Antibiotics

The awareness of the crucial importance that faecal stasis and bacterial overgrowth may have in the pathogenesis of acute pouchitis has led clinicians to treat patients with antibiotics, which have become the mainstay of treatment, in absence of controlled trials. Usually metronidazole represents the most common first therapeutic approach, and most patients with acute pouchitis respond quickly to administration of 1-1.5 g/day [33-34]. A doubleblind, randomised, placebo-controlled, crossover trial was carried out in 1993 by Madden et al. [22] to assess the efficacy of 400 mg three times a day of metronidazole per os in 13 patients (11 completed both arms of the study) with chronic, unremitting pouchitis, defined by the presence of recurrent or persistent symptoms with almost six bowel movements a day and typical endoscopic findings. Patients were treated for 2 weeks, with a 7-day wash-out period before the crossover to the second treatment. Metronidazole was significantly more effective than placebo in reducing the stool frequency (73 vs. 9%), even without improvement of endoscopic appearance and histologic grade of activity. Some patients (55%) experienced side effects from metronidazole including nausea, vomiting, abdominal discomfort, headache, skin rash and metallic taste [35]. Dysgeu-sia and peripheral neuropathy may limit long-term administration of metronidazole, while patients drinking alcohol may have a disulfiram-like reaction. Recently Shen and colleagues have compared the effectiveness and side effects of ciprofloxacin and metronidazole in a randomised clinical trial regarding the treatment of acute pouchitis. Seven patients received ciprofloxacin 1 g/day and nine patients metronidazole 20 mg/kg/day for a period of 2 weeks. The results of this study have shown that both ciprofloxacin and metronidazole are efficacious in the treatment of acute pouchitis; they reduced the total PDAI scores and led to a significant improvement of symptoms and endoscopic and histologic scores.

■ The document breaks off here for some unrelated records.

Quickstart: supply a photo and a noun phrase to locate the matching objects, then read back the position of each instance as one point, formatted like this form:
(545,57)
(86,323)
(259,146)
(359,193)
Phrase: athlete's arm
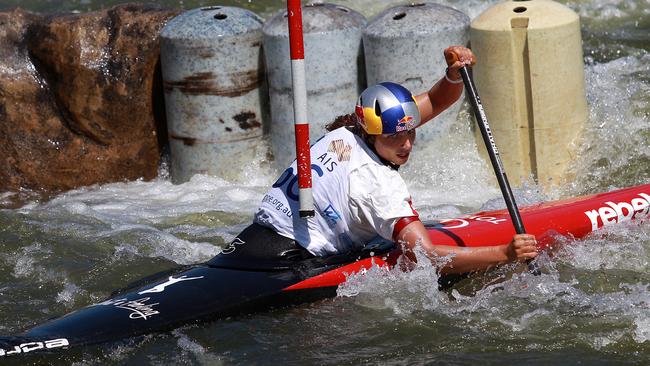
(466,259)
(444,93)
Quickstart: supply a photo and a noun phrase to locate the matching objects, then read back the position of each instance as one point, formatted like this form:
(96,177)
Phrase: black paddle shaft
(497,164)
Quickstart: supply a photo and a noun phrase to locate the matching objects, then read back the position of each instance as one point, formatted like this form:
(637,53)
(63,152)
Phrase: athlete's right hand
(521,248)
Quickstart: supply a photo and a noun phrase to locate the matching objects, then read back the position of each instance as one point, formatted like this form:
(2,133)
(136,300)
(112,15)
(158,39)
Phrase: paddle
(490,145)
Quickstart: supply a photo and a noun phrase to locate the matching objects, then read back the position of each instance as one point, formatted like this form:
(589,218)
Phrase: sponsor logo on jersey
(232,246)
(172,280)
(33,346)
(618,212)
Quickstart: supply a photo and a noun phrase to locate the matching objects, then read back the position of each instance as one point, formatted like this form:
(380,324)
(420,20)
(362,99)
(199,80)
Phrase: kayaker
(358,192)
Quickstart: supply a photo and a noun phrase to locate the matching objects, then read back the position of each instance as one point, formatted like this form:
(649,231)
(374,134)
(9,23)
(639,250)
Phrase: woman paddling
(358,192)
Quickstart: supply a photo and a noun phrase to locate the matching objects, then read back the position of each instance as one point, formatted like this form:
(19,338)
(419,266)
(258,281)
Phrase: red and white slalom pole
(303,159)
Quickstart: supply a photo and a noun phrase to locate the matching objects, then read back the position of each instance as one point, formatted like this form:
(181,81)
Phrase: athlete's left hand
(462,56)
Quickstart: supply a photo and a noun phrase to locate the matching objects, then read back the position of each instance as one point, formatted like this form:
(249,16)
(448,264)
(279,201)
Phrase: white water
(593,299)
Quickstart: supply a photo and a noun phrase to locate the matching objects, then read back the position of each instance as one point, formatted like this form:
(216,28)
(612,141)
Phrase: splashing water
(590,305)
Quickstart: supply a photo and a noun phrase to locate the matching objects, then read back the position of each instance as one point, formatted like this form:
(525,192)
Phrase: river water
(591,305)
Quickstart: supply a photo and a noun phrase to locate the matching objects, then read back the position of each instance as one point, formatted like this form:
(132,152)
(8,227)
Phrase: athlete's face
(395,148)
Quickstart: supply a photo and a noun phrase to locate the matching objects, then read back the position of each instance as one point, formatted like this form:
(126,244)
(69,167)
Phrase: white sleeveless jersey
(356,197)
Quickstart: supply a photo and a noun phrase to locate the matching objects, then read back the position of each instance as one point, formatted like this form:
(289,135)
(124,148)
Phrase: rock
(81,99)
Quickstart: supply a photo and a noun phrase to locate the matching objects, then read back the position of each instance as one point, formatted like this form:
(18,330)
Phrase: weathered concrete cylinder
(333,65)
(405,44)
(213,81)
(530,75)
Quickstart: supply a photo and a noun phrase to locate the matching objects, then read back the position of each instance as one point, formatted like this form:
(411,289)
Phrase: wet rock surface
(81,100)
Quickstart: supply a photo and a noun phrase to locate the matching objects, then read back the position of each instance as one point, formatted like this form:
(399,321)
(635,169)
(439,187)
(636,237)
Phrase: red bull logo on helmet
(406,123)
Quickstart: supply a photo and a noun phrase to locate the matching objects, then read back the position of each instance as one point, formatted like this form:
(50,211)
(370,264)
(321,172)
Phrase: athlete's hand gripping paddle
(490,145)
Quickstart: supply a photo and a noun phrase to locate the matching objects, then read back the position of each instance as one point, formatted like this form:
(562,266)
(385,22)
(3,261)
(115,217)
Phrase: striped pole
(303,159)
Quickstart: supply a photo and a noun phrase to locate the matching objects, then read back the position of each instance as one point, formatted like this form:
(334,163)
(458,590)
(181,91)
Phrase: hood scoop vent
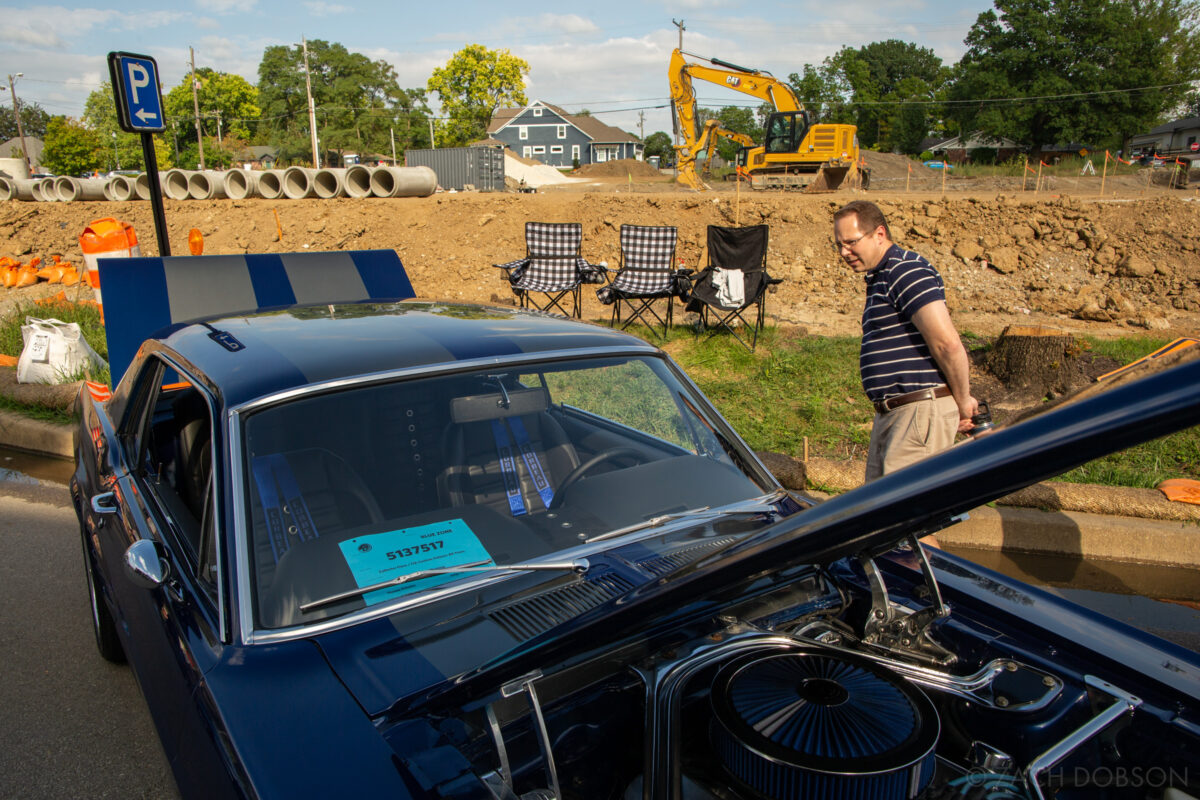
(539,613)
(810,723)
(665,563)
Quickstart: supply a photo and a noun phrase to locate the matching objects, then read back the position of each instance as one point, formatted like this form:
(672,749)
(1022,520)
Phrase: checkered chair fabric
(646,264)
(552,265)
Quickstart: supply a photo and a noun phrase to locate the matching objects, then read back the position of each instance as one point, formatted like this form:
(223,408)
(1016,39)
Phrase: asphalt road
(71,723)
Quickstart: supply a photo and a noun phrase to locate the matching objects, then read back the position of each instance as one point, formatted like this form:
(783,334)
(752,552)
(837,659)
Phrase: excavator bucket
(831,179)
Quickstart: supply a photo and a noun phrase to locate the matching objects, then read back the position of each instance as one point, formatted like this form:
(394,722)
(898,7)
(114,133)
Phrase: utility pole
(682,29)
(16,110)
(196,107)
(312,109)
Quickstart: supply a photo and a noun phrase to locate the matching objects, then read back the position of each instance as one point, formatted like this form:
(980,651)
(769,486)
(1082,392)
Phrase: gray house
(553,137)
(1170,137)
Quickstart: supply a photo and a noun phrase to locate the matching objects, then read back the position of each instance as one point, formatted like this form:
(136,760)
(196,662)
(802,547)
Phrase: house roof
(593,127)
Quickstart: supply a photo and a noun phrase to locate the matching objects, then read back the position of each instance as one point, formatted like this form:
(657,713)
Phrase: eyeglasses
(850,242)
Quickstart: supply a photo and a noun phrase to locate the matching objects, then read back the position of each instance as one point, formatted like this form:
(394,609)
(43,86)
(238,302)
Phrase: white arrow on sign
(138,77)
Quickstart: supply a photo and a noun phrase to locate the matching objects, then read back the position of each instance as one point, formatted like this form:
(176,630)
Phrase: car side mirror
(147,564)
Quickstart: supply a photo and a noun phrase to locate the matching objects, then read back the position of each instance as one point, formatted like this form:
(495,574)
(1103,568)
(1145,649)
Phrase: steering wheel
(574,476)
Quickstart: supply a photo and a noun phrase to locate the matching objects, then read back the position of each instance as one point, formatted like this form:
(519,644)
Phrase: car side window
(169,443)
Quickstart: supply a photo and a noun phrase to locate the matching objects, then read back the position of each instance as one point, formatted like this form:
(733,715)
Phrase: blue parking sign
(136,91)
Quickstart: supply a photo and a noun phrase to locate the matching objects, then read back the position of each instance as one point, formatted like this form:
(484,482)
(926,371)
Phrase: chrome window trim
(259,636)
(235,416)
(210,401)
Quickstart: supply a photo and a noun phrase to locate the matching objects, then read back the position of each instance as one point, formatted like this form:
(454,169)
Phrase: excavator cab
(786,130)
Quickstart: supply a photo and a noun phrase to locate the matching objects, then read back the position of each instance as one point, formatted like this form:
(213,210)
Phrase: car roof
(245,356)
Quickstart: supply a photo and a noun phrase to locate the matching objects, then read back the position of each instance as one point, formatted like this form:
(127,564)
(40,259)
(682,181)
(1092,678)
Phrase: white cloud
(227,6)
(327,8)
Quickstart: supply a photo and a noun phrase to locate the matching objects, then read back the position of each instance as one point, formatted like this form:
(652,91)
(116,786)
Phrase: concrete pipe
(174,184)
(298,182)
(241,184)
(24,188)
(46,191)
(329,182)
(403,181)
(270,184)
(205,186)
(121,188)
(81,188)
(358,180)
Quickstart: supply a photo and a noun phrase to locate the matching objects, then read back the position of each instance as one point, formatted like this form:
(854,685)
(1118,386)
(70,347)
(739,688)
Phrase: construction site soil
(1065,257)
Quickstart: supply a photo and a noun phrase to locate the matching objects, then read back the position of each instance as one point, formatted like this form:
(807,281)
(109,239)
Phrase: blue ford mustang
(443,551)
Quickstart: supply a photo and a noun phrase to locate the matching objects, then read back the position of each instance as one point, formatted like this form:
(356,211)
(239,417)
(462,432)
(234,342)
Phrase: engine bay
(851,681)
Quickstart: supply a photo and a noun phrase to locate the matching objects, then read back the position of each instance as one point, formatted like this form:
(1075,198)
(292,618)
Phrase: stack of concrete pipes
(292,184)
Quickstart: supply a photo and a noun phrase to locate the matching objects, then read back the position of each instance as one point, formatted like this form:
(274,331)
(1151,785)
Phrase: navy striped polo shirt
(894,358)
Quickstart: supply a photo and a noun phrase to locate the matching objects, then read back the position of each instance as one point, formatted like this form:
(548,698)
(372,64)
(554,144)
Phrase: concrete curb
(21,432)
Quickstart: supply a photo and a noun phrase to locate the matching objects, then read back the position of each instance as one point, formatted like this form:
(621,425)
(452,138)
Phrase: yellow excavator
(797,152)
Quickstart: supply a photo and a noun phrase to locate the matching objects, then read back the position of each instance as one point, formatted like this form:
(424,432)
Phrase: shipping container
(463,168)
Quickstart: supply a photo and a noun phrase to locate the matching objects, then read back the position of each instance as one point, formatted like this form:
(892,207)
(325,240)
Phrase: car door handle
(105,503)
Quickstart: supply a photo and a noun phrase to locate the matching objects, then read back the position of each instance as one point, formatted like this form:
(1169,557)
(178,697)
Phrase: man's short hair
(868,214)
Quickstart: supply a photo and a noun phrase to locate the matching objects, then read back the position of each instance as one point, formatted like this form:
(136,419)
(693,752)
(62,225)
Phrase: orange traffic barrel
(106,238)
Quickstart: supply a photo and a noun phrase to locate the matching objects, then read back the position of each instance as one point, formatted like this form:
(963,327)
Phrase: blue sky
(610,58)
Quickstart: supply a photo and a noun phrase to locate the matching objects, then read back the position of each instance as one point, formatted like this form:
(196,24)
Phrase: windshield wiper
(576,565)
(750,506)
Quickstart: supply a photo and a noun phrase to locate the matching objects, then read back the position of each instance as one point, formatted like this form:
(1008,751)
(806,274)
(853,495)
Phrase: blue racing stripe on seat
(270,281)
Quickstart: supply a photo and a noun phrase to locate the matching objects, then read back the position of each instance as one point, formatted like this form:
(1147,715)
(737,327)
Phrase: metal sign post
(139,110)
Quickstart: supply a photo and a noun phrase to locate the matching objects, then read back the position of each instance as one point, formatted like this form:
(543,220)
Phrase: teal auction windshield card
(382,557)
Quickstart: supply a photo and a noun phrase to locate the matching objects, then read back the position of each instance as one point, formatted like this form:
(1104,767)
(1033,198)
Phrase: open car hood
(387,671)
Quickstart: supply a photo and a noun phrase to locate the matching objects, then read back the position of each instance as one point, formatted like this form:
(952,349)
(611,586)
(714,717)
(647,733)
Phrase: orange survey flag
(1181,489)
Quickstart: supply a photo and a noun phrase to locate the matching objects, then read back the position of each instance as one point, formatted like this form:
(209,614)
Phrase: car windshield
(517,464)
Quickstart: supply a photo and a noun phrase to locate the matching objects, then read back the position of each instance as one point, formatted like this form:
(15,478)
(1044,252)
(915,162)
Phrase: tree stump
(1036,362)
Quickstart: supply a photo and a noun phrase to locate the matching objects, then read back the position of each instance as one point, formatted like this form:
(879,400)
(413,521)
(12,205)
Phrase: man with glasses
(913,366)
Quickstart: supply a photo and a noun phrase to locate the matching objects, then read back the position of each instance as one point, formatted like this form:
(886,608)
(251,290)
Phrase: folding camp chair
(646,276)
(733,280)
(553,268)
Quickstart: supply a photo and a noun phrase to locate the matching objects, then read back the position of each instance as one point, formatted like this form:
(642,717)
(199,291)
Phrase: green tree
(1087,71)
(472,85)
(359,103)
(71,148)
(34,120)
(115,145)
(228,104)
(883,88)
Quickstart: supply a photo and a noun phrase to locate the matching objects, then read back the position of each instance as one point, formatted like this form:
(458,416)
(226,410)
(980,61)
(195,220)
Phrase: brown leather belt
(892,403)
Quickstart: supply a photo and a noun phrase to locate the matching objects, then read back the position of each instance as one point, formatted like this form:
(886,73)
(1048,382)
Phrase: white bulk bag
(54,353)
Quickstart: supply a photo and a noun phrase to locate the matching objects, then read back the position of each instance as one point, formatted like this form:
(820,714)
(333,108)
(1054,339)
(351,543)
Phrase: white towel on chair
(731,287)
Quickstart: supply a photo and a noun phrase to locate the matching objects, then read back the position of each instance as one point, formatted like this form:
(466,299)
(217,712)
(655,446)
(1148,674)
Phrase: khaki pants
(912,432)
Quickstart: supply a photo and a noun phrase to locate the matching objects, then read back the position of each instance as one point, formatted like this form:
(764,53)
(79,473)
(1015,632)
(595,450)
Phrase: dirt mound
(618,168)
(1081,265)
(891,164)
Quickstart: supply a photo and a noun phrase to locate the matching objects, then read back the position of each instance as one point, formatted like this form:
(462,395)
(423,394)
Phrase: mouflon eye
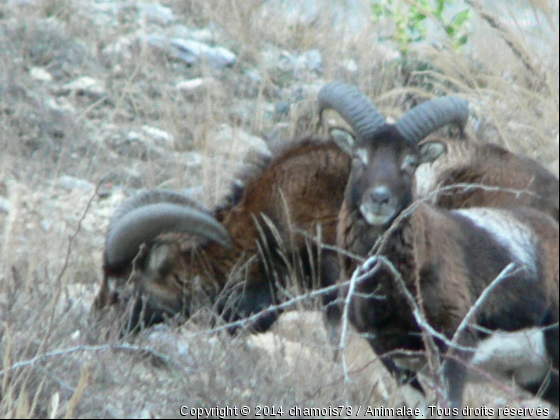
(410,163)
(361,157)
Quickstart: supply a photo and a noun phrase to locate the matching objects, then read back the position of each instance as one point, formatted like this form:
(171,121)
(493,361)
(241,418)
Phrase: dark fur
(300,188)
(445,260)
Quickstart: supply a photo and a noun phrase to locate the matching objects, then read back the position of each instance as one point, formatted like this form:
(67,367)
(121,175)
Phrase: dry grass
(54,362)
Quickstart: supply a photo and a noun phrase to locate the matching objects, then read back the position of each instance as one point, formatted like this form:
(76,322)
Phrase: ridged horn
(430,116)
(151,213)
(356,108)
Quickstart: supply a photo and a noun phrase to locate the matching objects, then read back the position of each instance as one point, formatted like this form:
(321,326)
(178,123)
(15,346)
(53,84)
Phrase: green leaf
(460,18)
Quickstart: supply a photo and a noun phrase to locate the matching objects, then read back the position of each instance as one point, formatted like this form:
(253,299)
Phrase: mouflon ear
(343,138)
(431,150)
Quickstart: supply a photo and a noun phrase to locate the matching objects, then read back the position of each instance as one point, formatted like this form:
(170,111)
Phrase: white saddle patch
(511,233)
(520,355)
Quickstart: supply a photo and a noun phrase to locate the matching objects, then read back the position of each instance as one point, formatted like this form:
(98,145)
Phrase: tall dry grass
(55,362)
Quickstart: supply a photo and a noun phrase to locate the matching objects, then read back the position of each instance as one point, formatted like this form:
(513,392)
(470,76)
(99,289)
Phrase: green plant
(410,18)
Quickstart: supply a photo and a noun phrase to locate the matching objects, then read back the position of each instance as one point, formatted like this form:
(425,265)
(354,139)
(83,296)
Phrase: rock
(190,159)
(194,52)
(71,183)
(194,85)
(39,73)
(160,137)
(236,143)
(5,205)
(156,13)
(312,60)
(85,86)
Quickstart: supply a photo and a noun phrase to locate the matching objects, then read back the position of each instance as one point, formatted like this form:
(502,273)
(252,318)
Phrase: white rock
(154,12)
(195,84)
(162,138)
(71,183)
(194,52)
(236,143)
(39,73)
(85,85)
(5,205)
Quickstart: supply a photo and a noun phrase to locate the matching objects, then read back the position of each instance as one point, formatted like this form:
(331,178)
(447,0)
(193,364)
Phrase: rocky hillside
(100,99)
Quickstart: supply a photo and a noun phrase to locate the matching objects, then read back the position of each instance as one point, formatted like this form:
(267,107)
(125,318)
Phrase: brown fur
(468,162)
(298,189)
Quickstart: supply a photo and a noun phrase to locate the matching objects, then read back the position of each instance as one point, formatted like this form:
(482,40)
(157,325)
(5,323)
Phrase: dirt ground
(101,99)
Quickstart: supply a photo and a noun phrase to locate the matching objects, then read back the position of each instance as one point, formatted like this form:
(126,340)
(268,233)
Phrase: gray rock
(72,183)
(156,13)
(160,137)
(312,60)
(86,86)
(236,143)
(39,73)
(5,205)
(194,52)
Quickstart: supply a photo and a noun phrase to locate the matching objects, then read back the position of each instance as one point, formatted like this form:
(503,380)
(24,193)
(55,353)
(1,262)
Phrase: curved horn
(356,108)
(152,213)
(426,118)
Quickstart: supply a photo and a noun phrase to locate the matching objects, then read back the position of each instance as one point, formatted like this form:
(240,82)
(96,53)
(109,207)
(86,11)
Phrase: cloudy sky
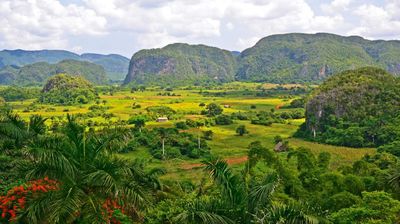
(125,26)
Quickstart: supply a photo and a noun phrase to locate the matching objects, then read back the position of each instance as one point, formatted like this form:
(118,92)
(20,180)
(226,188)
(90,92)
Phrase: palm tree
(244,197)
(89,174)
(163,134)
(16,131)
(138,121)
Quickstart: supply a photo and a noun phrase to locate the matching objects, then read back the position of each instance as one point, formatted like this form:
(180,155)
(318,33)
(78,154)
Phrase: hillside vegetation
(286,58)
(38,73)
(178,64)
(116,66)
(355,108)
(67,90)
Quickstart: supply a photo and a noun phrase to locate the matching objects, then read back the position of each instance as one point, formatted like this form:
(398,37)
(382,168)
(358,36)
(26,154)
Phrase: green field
(225,142)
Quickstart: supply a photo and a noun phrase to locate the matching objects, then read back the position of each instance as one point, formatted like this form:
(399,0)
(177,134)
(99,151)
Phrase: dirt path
(230,161)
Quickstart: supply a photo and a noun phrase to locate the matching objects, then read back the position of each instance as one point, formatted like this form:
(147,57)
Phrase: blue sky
(126,26)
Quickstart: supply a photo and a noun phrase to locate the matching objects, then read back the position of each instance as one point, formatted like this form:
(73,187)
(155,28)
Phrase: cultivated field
(225,142)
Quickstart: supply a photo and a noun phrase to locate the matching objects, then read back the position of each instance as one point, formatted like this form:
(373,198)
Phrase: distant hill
(285,58)
(38,73)
(116,66)
(357,108)
(314,57)
(181,64)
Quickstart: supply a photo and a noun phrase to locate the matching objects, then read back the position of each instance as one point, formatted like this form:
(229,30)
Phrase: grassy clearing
(225,142)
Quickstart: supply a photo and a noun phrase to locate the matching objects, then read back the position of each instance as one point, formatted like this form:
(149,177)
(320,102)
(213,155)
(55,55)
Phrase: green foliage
(213,109)
(223,120)
(241,130)
(355,108)
(138,121)
(67,90)
(14,93)
(160,111)
(375,207)
(180,64)
(37,73)
(299,58)
(116,66)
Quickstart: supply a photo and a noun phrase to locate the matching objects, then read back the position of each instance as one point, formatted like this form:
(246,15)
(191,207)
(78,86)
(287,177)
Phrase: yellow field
(225,142)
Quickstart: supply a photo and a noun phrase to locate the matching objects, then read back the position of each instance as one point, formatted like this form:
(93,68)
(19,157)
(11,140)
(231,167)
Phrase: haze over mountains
(115,66)
(285,58)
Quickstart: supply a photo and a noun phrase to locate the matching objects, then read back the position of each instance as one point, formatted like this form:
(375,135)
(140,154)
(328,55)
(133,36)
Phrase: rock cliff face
(363,96)
(181,64)
(38,73)
(286,58)
(116,66)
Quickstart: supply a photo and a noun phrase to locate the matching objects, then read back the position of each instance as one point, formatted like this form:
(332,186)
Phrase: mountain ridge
(280,58)
(115,65)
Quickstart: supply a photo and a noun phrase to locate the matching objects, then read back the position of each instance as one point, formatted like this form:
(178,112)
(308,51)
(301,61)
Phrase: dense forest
(285,58)
(299,129)
(38,73)
(70,170)
(116,66)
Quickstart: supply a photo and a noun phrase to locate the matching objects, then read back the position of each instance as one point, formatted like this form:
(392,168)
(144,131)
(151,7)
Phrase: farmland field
(225,142)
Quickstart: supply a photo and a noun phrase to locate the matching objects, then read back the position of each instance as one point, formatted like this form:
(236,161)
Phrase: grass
(225,142)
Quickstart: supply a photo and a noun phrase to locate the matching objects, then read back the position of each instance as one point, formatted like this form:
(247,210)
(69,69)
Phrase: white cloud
(378,21)
(34,24)
(336,6)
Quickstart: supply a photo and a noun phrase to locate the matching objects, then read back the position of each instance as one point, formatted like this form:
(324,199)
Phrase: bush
(208,134)
(214,109)
(241,130)
(223,120)
(181,125)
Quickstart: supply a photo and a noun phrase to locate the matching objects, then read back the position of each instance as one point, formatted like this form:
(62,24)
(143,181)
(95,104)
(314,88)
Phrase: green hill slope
(38,73)
(301,58)
(116,66)
(181,64)
(355,108)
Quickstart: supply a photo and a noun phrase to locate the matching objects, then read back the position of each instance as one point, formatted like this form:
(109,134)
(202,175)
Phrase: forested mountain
(116,66)
(286,58)
(181,64)
(38,73)
(313,57)
(355,108)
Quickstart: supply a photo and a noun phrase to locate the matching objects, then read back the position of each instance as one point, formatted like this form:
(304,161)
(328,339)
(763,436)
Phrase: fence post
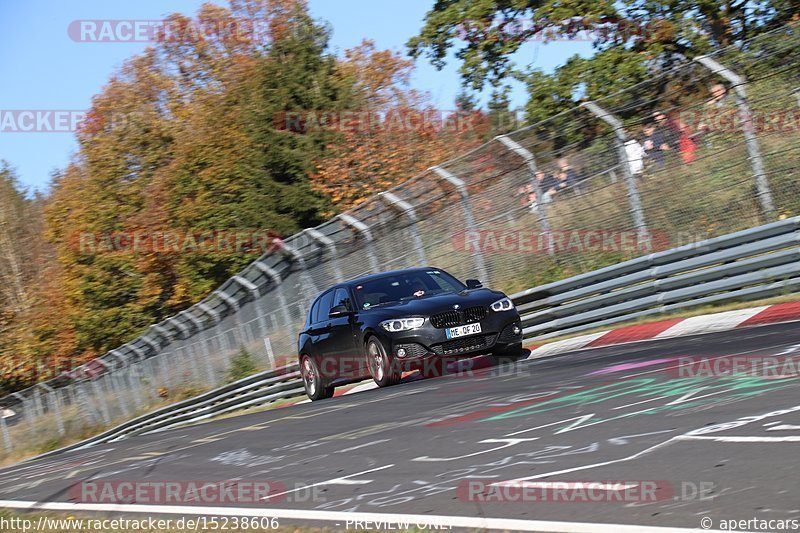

However, ciprofloxacin led to a greater degree of reduction in the total PDAI score and to a greater improvement in symptoms and endoscopic scores; furthermore ciprofloxacin was better tolerated than metronidazole (33% of metronidazole-treated patients reported adverse effects; none were reported in the ciprofloxacin-treated group). The authors have suggested that ciprofloxacin should be considered the first-line therapy for acute pouchitis [36].